Server Timeouts
During lengthy extraction sessions (over several days), I find that some servers that I am pinging will stop responding to my inquiries for a brief time or refuse to give me location results, and then re-establish a normal connection after a certain set amount of time has transpired. The page I am scraping either turns completely blank, or returns HTML but without the location results. Meanwhile, my scraping session continues to run and iterate through the zip codes without noticing that something is wrong, which means I end up with gaps of missing data in my extracted file.
I've used the variable session pause to mimic human clicks as best I can, and I've tried clearing all cookies and pausing for a few minutes after no extractor pattern matches with the hopes that this will fix the problem. Sometimes I write out the zip code to a file if there is no pattern match so I can track where my iteration missed, but these methods are clumsy at best, very time consuming, and not very effective. It doesn't seem to be the cookie causing the problem most of the time and the session pause works about 50% of the time. Trying to re-scrape pages with the missed zip codes doesn't solve the problem either because the server will still do the same thing during the second attempt at gathering the data.
I need some other way of knowing if and when a server times out and refuses my connection. I want to know if the server has changed its response to something out of the norm, and I want to be able to differentiate that from an extractor pattern not matching simply because there isn't location data within that zip code.

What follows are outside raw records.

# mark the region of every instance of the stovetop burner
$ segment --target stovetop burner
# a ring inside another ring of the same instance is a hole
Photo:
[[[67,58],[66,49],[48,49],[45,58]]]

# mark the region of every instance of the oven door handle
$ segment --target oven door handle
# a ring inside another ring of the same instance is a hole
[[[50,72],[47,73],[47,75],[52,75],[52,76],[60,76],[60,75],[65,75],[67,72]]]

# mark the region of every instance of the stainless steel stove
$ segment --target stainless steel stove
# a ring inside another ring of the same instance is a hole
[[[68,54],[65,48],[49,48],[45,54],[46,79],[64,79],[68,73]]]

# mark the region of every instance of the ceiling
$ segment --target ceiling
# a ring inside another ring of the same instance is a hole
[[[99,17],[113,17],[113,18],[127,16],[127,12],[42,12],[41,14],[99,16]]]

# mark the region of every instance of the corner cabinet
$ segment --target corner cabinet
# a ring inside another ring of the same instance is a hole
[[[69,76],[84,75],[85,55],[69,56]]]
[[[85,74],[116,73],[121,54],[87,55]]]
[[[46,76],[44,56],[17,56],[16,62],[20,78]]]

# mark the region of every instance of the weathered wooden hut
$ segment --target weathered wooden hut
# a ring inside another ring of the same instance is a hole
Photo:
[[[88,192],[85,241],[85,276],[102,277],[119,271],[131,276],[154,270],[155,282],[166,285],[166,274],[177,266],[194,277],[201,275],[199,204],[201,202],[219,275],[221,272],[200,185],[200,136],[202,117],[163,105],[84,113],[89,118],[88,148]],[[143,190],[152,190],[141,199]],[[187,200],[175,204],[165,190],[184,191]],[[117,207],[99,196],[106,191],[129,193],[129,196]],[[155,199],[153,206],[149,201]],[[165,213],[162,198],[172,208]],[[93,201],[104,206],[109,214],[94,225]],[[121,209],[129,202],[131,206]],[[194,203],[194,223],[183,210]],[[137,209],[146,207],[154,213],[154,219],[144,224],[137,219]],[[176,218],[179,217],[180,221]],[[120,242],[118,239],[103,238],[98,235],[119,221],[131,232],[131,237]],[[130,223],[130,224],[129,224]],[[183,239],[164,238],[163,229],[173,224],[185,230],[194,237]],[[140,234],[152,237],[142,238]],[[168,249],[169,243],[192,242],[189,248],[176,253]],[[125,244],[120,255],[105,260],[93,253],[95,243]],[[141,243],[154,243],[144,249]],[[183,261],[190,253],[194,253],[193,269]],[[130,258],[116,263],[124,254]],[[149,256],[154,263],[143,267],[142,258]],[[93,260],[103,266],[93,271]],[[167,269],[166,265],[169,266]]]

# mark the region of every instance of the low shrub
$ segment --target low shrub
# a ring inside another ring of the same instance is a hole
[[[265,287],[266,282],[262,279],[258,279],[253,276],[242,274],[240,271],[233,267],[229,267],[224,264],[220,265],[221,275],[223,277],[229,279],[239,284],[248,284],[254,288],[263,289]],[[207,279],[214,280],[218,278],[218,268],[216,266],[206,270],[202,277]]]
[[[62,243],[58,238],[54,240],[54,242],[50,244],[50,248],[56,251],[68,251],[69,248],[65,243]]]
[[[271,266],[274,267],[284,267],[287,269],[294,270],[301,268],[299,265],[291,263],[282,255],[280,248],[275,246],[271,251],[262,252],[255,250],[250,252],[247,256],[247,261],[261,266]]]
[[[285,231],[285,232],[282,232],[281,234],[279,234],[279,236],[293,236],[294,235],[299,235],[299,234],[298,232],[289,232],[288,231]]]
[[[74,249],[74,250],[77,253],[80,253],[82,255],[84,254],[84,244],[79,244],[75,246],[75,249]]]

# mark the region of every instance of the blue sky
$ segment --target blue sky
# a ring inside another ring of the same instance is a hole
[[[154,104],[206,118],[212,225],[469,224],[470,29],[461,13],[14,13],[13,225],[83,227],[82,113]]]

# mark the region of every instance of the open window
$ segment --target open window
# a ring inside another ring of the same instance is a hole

If I can know when the server has changed its response or is refusing my connection, I can save a lot of time. I have no idea why and how this server time-out and/or temporary blocking is taking place, I just know it happens, especially when I run extractions for several days with thousands of inquiries.
Are there any built in features of screen-scraper that can detect changes in the server response or detect whether a server is refusing connections or taking a time-out? What if there are no error codes in response from the server? Is there any sort of "refresh" I can perform that can reset the connection or fool the server into thinking I am a new fresh inquiry that doesn't involve proxy servers?
Thanks in advance for you advice and opinion.
This is the bane of scraping
This is the bane of scraping large datasets. The easiest thing to do is on the scraping session > advanced tab increase the max retries. This works great if the response will come up, but if it gets though the tries and gets no result you have to dig though the log to see it.
You can get more control with methods like:
You can create a script that runs on each file, and checks for each of those conditions. You can then set a pause and try again, or just record it failed and move on ... whatever you need for the site's particular issues.
Input/Output Error
Thank you for your prompt reply and reference to those API calls. Just curious, what does Input/Output Error look for when determining whether or not there was an error? I guess what I am asking is, how is it different from wasErrorOnRequest?
ErrorOnRequest means you got
ErrorOnRequest means you got a valid HTTP response that is not 20x or 30x. If you get a 403 or 500 it would trigger.
The other is just no response, so we don't know if the server got the request, or if it tried to respond ... just nothing.
Works great.
I tried the wasErrorOnRequest, and it worked great. It stopped my scrape when there was a server timeout, which saved me a huge headache because now I know when the error was occuring and I don't have to double back and check the validity of my results as carefully. Thank you!